Un magasin Carrefour. — Yves Logghe/AP/SIPA

Carrefour remonte la pente. Sur les six premiers mois de l'année, le groupe a annoncé avoir dégagé un bénéfice net de 902 millions d'euros, contre une perte de 31 millions d'euros un an plus tôt. Un rebond principalement dû aux cessions à l’étranger et au redressement dans l'Hexagone, son premier marché, avec un résultat opérationnel qui a bondi de 75,4%, à 482 millions d'euros.

Carrefour n’est pas guéri

«Il y a du mieux. Le malade est désormais convalescent mais n’est pas encore guéri», constate Olivier Dauvers, spécialiste de la distribution. Depuis un an et demi, sous l’impulsion de son nouveau grand patron Georges Plassat, le premier employeur de France avec plus de 110.000 salariés a mis le paquet sur la politique commerciale.

Finie l’aventure Carrefour Planet censée réenchanter menée par son prédécesseur, le Suédois Lars Oloffson. Place aux prix bas surtout en période de crise et ce, à grand renfort de publicités comparatives. Carrefour a décidé d’attaquer de front Leclerc et son comparateur «Qui est le moins cher». Avec ses spots médias «Garantie prix le plus bas» sur 500 produits de grandes marques, Carrefour se targue ainsi d’être moins cher que son principal concurrent.

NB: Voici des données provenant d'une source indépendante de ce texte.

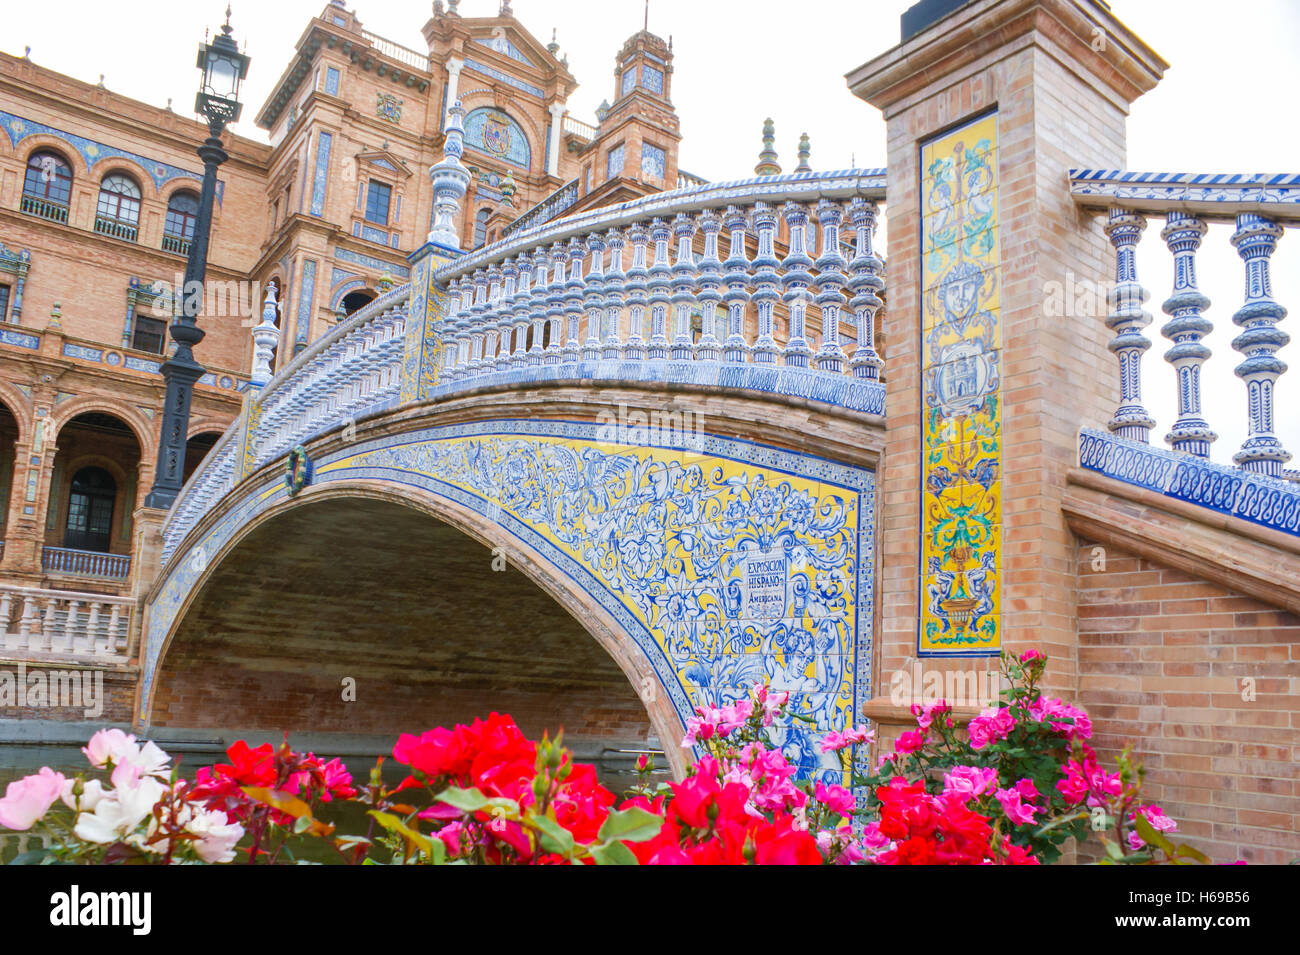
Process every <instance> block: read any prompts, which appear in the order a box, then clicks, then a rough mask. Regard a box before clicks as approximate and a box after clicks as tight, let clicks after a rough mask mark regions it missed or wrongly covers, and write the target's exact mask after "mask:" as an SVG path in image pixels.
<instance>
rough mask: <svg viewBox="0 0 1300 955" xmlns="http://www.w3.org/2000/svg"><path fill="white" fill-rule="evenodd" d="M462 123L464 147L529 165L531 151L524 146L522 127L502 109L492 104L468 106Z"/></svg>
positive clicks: (526, 136) (478, 151) (511, 160)
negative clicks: (481, 106) (470, 148)
mask: <svg viewBox="0 0 1300 955" xmlns="http://www.w3.org/2000/svg"><path fill="white" fill-rule="evenodd" d="M464 125H465V146H467V147H468V148H471V149H474V151H477V152H484V153H487V155H489V156H495V157H498V159H503V160H506V161H507V162H510V164H512V165H516V166H519V168H520V169H528V168H529V166H532V164H533V151H532V148H530V147H529V146H528V136H526V135H524V127H523V126H520V125H519V123H517V122H515V121H513V120H512V118H511V117H508V116H507V114H506V113H503V112H500V110H499V109H495V108H493V107H480V108H478V109H472V110H469V114H468V116H467V117H465V120H464Z"/></svg>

Une image prix qui s’améliore

Et ça paye. Selon le cabinet Kantar, ce mois-ci «l’image prix des hypermarchés Carrefour continue de s’améliorer» auprès des consommateurs. Résultat, le groupe se stabilise pour le deuxième mois consécutif après des mois de baisse et reste en tête de la distribution française avec 20.3% de parts de marché. «Une fois de plus l’indicateur image-prix demeure l’élément essentiel» pour doper la fréquentation des magasins, constate Rodolphe Bonasse, directeur général  CA Com, groupe de communication dédié à la distribution. Mais ce n’est pas tout. «La marque Plassat est aussi d’investir dans les magasins pour améliorer leur qualité», poursuit Olivier Dauvers.

Pourtant le travail de fond n’en est qu’à ses débuts. Carrefour est talonné désormais par Leclerc et ses 19,3% de parts de marché. Ce dernier «bénéficie toujours de la croissance combinée de ses magasins et de ses drives.  La cote d’amour s’améliore encore», note Kantar. Résultat, l’enseigne pourrait dépasser Carrefour dans les mois à venir.

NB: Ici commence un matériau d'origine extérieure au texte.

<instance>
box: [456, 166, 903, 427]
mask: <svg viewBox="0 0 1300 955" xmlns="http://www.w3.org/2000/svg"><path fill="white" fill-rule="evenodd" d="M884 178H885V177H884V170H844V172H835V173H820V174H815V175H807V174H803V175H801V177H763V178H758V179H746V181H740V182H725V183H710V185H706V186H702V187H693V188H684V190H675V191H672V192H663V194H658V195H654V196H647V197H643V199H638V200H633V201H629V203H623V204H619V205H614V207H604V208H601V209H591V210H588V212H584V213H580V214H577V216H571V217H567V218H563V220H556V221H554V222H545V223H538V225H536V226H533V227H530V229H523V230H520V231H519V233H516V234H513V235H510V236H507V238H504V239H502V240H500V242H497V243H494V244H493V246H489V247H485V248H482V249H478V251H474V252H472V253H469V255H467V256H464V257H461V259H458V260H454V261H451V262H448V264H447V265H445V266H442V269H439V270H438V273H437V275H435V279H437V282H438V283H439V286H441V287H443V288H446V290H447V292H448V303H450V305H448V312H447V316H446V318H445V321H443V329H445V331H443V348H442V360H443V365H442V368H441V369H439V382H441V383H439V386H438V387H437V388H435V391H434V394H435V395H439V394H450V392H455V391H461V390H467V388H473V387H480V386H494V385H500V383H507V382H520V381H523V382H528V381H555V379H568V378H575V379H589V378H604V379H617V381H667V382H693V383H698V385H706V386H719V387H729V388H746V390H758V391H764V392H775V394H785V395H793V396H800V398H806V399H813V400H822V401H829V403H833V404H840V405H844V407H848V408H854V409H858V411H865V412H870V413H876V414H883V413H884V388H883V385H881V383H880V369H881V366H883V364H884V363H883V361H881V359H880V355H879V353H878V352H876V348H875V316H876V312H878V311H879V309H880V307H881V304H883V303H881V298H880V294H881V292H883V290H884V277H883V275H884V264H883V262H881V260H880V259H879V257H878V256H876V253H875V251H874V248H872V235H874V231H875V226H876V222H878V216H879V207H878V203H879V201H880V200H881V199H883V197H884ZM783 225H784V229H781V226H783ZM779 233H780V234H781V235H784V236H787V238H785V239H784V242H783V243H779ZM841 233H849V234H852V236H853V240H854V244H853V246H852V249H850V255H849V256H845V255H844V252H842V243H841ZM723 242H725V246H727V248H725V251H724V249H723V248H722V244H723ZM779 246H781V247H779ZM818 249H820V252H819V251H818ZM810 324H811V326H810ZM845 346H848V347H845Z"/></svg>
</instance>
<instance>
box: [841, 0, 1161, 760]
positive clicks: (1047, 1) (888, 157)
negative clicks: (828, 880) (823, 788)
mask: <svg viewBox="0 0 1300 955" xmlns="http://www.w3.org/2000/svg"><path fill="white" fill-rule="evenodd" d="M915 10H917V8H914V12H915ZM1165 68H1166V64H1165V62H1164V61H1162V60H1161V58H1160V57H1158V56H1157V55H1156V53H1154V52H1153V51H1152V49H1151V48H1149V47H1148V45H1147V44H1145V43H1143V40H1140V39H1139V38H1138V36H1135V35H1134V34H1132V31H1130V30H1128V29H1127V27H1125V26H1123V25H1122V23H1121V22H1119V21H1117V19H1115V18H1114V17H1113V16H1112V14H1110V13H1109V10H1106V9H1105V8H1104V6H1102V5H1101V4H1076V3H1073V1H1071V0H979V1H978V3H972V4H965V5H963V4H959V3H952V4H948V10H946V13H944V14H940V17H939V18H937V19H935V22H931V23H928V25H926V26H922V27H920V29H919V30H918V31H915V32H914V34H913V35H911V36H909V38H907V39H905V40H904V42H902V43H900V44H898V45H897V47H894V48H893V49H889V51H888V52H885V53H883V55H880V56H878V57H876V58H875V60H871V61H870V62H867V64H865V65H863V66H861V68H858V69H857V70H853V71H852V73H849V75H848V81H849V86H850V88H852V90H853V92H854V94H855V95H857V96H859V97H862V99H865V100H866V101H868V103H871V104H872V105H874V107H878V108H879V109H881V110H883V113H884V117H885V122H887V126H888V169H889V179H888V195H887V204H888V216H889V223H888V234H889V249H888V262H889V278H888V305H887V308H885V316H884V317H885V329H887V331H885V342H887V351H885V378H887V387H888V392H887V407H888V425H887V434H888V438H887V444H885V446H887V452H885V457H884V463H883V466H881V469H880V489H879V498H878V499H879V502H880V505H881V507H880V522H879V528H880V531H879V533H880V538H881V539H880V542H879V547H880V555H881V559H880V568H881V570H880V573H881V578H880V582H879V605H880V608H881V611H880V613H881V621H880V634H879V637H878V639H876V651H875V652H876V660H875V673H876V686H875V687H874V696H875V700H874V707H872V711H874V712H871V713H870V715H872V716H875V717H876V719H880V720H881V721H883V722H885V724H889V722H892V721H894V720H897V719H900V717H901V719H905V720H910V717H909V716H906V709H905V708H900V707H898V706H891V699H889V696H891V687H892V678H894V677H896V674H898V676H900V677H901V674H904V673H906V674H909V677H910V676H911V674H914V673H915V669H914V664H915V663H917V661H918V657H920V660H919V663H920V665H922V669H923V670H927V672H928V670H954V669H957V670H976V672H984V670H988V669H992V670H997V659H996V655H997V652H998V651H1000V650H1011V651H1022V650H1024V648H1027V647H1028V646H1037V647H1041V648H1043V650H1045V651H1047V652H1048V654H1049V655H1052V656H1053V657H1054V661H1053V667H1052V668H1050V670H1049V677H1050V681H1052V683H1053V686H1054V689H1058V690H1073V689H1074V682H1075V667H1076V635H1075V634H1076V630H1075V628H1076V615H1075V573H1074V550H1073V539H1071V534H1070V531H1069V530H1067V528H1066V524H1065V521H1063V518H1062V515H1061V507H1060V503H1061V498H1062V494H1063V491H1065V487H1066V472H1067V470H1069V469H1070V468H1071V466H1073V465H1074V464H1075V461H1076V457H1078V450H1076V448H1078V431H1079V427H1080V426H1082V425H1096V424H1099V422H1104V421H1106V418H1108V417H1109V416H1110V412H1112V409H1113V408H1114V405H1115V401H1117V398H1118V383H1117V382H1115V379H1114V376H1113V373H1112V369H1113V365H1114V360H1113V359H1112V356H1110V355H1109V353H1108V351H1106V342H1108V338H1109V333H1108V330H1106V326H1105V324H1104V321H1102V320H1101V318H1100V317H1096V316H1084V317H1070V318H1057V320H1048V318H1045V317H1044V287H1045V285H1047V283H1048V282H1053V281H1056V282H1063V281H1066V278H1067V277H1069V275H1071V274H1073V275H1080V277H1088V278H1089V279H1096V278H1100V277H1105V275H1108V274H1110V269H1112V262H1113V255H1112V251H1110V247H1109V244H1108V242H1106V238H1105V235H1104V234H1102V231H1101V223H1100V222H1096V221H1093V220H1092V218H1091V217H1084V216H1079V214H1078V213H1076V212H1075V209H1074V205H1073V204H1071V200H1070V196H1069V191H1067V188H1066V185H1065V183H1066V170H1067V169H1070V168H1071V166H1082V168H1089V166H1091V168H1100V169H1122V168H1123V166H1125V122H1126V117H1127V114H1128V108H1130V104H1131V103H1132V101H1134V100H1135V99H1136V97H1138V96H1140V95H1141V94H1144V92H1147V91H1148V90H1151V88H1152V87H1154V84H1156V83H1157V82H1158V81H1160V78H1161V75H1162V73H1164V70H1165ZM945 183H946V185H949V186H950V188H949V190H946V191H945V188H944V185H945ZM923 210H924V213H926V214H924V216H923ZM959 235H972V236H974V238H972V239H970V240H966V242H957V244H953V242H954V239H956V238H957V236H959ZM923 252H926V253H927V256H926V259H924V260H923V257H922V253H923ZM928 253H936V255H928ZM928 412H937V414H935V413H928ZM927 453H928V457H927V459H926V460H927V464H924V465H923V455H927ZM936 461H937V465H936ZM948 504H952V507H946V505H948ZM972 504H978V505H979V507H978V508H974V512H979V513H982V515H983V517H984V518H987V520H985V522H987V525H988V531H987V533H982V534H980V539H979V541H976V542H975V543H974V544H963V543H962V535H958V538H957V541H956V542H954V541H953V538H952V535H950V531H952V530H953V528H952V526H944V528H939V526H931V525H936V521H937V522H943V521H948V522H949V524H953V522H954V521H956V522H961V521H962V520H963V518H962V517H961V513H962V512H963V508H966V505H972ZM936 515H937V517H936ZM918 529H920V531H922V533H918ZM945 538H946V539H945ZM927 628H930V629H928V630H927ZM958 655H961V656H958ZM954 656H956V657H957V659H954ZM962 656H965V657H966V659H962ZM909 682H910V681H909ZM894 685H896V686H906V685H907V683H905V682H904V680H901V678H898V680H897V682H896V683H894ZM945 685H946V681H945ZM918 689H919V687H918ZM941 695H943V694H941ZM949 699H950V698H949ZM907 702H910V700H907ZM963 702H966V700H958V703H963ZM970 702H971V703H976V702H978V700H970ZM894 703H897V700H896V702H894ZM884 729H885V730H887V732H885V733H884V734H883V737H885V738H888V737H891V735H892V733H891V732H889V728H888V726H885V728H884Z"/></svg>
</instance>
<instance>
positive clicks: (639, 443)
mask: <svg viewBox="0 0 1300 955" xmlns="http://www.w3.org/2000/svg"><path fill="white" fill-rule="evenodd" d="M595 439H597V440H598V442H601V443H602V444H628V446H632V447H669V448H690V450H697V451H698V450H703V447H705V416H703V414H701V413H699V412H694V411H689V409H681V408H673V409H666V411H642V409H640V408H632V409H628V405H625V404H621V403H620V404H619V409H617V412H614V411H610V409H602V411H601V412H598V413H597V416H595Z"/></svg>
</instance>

Remonter le cours de bourse

«Le deuxième groupe mondial de distribution ne manque pas d’atouts notamment avec une puissance d’achat plus élevé que Leclerc. La question est de savoir ce qu’il en fait», estime Olivier Dauvers. Epicier dans l’âme, Georges Plassat, s’attele à donner plus de liberté aux responsables de magasins et à remotiver les équipes quelque peu déboussolée. « L’amélioration de la psychologie de travail est très nette», a-t-il indiqué  lors de la présentation des résultats semestriels ce matin.

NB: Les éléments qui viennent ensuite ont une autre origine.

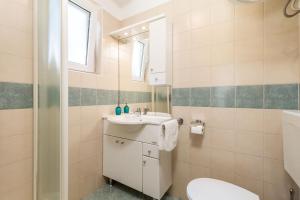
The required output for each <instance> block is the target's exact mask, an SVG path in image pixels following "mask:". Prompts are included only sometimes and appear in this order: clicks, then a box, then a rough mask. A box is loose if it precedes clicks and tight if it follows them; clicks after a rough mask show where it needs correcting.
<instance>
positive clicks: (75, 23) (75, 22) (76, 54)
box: [68, 1, 91, 66]
mask: <svg viewBox="0 0 300 200" xmlns="http://www.w3.org/2000/svg"><path fill="white" fill-rule="evenodd" d="M90 17H91V12H89V11H87V10H85V9H84V8H82V7H80V6H78V5H77V4H75V3H73V2H71V1H69V5H68V61H69V62H73V63H77V64H81V65H85V66H86V65H87V57H88V44H89V29H90Z"/></svg>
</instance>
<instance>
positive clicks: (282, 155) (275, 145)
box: [264, 134, 283, 160]
mask: <svg viewBox="0 0 300 200" xmlns="http://www.w3.org/2000/svg"><path fill="white" fill-rule="evenodd" d="M264 156H265V157H266V158H272V159H277V160H282V159H283V141H282V135H274V134H265V135H264Z"/></svg>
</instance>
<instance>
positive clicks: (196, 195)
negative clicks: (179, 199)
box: [187, 178, 259, 200]
mask: <svg viewBox="0 0 300 200" xmlns="http://www.w3.org/2000/svg"><path fill="white" fill-rule="evenodd" d="M187 195H188V197H189V199H190V200H220V199H222V200H259V197H258V195H256V194H254V193H252V192H250V191H248V190H245V189H243V188H241V187H239V186H236V185H233V184H231V183H227V182H224V181H220V180H216V179H210V178H200V179H195V180H193V181H191V182H190V183H189V184H188V186H187Z"/></svg>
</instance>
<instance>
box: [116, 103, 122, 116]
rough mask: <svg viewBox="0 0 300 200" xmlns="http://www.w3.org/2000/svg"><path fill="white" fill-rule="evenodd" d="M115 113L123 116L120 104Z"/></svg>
mask: <svg viewBox="0 0 300 200" xmlns="http://www.w3.org/2000/svg"><path fill="white" fill-rule="evenodd" d="M115 113H116V115H121V114H122V108H121V107H120V104H118V106H117V107H116V109H115Z"/></svg>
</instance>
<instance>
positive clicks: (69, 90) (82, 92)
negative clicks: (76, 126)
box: [0, 82, 300, 110]
mask: <svg viewBox="0 0 300 200" xmlns="http://www.w3.org/2000/svg"><path fill="white" fill-rule="evenodd" d="M298 90H299V84H274V85H251V86H220V87H198V88H175V89H173V94H172V105H173V106H193V107H224V108H255V109H290V110H297V109H298V108H299V107H300V103H299V101H300V96H299V91H298ZM117 97H118V92H117V91H116V90H102V89H90V88H78V87H69V106H91V105H115V104H117ZM120 98H121V103H122V104H123V103H125V102H127V103H148V102H151V93H150V92H136V91H121V92H120ZM32 107H33V85H32V84H23V83H9V82H0V110H7V109H25V108H32Z"/></svg>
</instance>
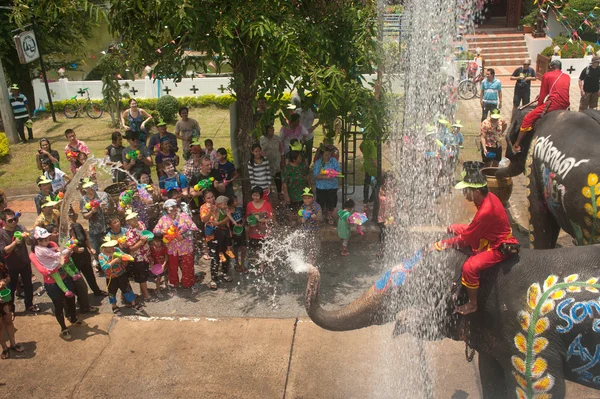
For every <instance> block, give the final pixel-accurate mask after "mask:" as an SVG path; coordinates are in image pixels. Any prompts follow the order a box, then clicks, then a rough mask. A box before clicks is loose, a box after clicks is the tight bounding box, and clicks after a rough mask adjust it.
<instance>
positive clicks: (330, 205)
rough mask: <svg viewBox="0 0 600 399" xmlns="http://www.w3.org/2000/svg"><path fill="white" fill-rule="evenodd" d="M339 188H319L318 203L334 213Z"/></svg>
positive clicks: (323, 208)
mask: <svg viewBox="0 0 600 399" xmlns="http://www.w3.org/2000/svg"><path fill="white" fill-rule="evenodd" d="M337 190H338V189H337V188H333V189H330V190H321V189H318V188H317V203H318V204H319V205H321V208H323V209H324V210H326V211H332V210H333V209H334V208H335V207H336V206H337Z"/></svg>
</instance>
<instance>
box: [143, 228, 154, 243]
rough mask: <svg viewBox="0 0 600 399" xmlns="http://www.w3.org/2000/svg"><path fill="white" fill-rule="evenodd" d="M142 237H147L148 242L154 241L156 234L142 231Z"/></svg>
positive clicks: (151, 232)
mask: <svg viewBox="0 0 600 399" xmlns="http://www.w3.org/2000/svg"><path fill="white" fill-rule="evenodd" d="M142 235H143V236H144V237H146V238H147V239H148V241H150V240H152V239H154V233H152V232H151V231H150V230H144V231H142Z"/></svg>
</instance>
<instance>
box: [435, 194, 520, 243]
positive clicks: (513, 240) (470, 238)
mask: <svg viewBox="0 0 600 399" xmlns="http://www.w3.org/2000/svg"><path fill="white" fill-rule="evenodd" d="M448 230H449V231H450V232H452V233H454V234H456V237H452V238H449V239H447V240H443V241H442V242H441V245H442V246H443V247H466V246H470V247H471V249H472V250H473V251H474V252H479V251H484V250H489V249H496V248H498V247H499V246H500V244H502V243H508V244H518V241H517V239H516V238H515V237H513V235H512V229H511V228H510V222H509V221H508V215H507V213H506V210H505V209H504V206H503V205H502V202H500V200H499V199H498V197H496V196H495V195H494V194H492V193H488V194H487V195H486V196H485V198H484V200H483V201H482V202H481V204H480V205H479V206H478V207H477V213H476V214H475V217H474V218H473V221H471V223H470V224H468V225H467V224H453V225H450V227H449V228H448Z"/></svg>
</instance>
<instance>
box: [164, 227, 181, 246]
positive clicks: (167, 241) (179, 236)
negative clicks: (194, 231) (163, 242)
mask: <svg viewBox="0 0 600 399" xmlns="http://www.w3.org/2000/svg"><path fill="white" fill-rule="evenodd" d="M179 237H181V236H180V235H179V229H178V228H177V226H176V225H173V226H171V227H169V229H168V230H167V231H166V232H165V233H164V235H163V242H164V243H165V244H168V243H170V242H171V241H173V240H174V239H176V238H179Z"/></svg>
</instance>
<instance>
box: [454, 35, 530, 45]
mask: <svg viewBox="0 0 600 399" xmlns="http://www.w3.org/2000/svg"><path fill="white" fill-rule="evenodd" d="M463 37H464V38H465V39H466V40H467V42H469V43H475V42H477V43H478V42H482V41H487V42H502V41H507V40H519V39H520V40H524V38H525V35H524V34H523V33H502V34H497V35H482V34H475V35H465V36H463Z"/></svg>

Il devra aussi continuer à doper le cours de bourse pour s’assurer du soutien des actionnaires. Groupe Arnault et Colony Capital qui détiennent près de 15% des actions de Carrefour souhaiteraient un jour récupérer leur mise. Or ils sont entrés chez Carrefour pour un prix de revient estimé à 53 euros par action. Malgré une hausse de 3,8% ce jeudi, le titre ne vaut que 23,6 euros.